Re: Issues with box with very large number of CPU cores

Posted: Sat Mar 28, 2020 3:01 pm
by Joe_H
The researchers setting up the folding projects have limited access to systems having many CPU cores, so often have no data to set an upper limit on CPU threads for assignment. Sometimes pausing and changing the thread count to a lower value will work, will mention usable thread counts later.

They do have some ability to test up to about 32 threads on a regular basis, and there are CPU projects that will assign to 16+ threads and work up to some maximum number. What I would suggest is set up several CPU folding slots, with thread counts that you have seen working on your servers. The total threads between the slot should not exceed what your CPUs can provide.

Usable thread counts will be multiples of 2, 3 and sometimes 5. The Gromacs code used in the folding cores has problems with multiples of larger primes greater than or equal to 7. Multiples of 5 sometimes cause problems, they try to identify projects where that is an issue, but some are found after being out for a while.

If you do run into WU's from a project that give the decomposition error message, if you report on the project number and what thread count it failed at, we can forward that information to the researcher to adjust the limits.

Re: Issues with box with very large number of CPU cores

Posted: Sat Mar 28, 2020 3:08 pm
by Neil-B
My guess would be one client with say three 32 slots or four 24 slots should (these use the available threads nicely) … Going smaller helps avoid some of the availability issues but the bigger the slots the faster the WUs turn round … Finding the sweet spot whilst avoiding core values that are divisible by larger (say 7 or above) primes is a sport :) … There are a number of threads which work into this in detail (search prime should find you most of them) … I am currently picking up WUs at 24core and 30core back to back - but I have got the advanced client-type flag set which may explain why I am constantly getting WUs.

Re: Issues with box with very large number of CPU cores

Posted: Sat Mar 28, 2020 3:20 pm
by EXT64
For a lot of projects it is a minefield above 24 threads. On new projects I'm trying to help test up to 128t, but testing every combination can be tedious. And unfortunately since the bigadv and big flags are deprecated, we have no way to discriminate.

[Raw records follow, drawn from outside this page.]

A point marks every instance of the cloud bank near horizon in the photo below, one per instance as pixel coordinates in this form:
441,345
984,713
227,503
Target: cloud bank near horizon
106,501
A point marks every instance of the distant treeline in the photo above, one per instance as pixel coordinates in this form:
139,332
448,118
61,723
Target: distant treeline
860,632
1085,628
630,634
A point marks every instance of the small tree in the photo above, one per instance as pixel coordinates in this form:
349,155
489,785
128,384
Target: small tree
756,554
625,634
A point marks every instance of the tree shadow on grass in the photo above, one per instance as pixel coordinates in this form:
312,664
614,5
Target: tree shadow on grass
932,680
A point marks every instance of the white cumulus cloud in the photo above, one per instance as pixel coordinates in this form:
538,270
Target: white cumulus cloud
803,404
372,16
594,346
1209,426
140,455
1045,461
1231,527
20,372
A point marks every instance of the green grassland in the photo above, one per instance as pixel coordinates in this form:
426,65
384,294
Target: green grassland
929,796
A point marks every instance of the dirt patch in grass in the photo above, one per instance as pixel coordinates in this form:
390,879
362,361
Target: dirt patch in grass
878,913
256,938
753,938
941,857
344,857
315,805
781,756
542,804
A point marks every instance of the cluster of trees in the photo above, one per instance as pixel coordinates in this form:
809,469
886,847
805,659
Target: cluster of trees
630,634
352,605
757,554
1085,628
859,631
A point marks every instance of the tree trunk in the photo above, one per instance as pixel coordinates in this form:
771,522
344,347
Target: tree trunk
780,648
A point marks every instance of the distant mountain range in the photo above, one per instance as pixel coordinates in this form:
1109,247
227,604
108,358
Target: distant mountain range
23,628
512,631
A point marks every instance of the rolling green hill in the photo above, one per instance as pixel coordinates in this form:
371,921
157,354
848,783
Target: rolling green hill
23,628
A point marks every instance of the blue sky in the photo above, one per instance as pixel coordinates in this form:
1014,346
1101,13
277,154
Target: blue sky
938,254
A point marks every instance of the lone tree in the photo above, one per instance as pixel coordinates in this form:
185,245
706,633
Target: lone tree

At this time there are only a couple options. You can try without HT to reduce "core" count with minimal performance loss. Some projects will likely still fail on larger systems.

Option 2 is to run multiple slots (24 or less threads) per system. Recognize though that although this will increase throughput, QRB will punish you and your PPD will likely plummet. Also in many cases skipping HT can help the scheduler keep things from making too big of a mess. I would also recommend running Linux with numactl if you have a multi-socket system.

Typically 64, 48, 32 core counts work ok on many projects, but even those will explode on some of the smaller projects.

Re: Issues with box with very large number of CPU cores

Posted: Sat Mar 28, 2020 3:52 pm
by _r2w_ben
For average desktop GPUs, GROMACS splits the work up based on the number of cores using PP ranks. With these high core scenarios, cores are divided into two sets: PP ranks and PME ranks. (See page 63 of the manual. PME is 25-33% of the load.)

From your log, 96 was split into 72 PP ranks and 24 PME ranks.

If you want to aim for maximum threads on one work unit, I would try for 64 PP ranks. Keeping the 25-33% in mind, this would mean a core count between 80 and 86 on the slot.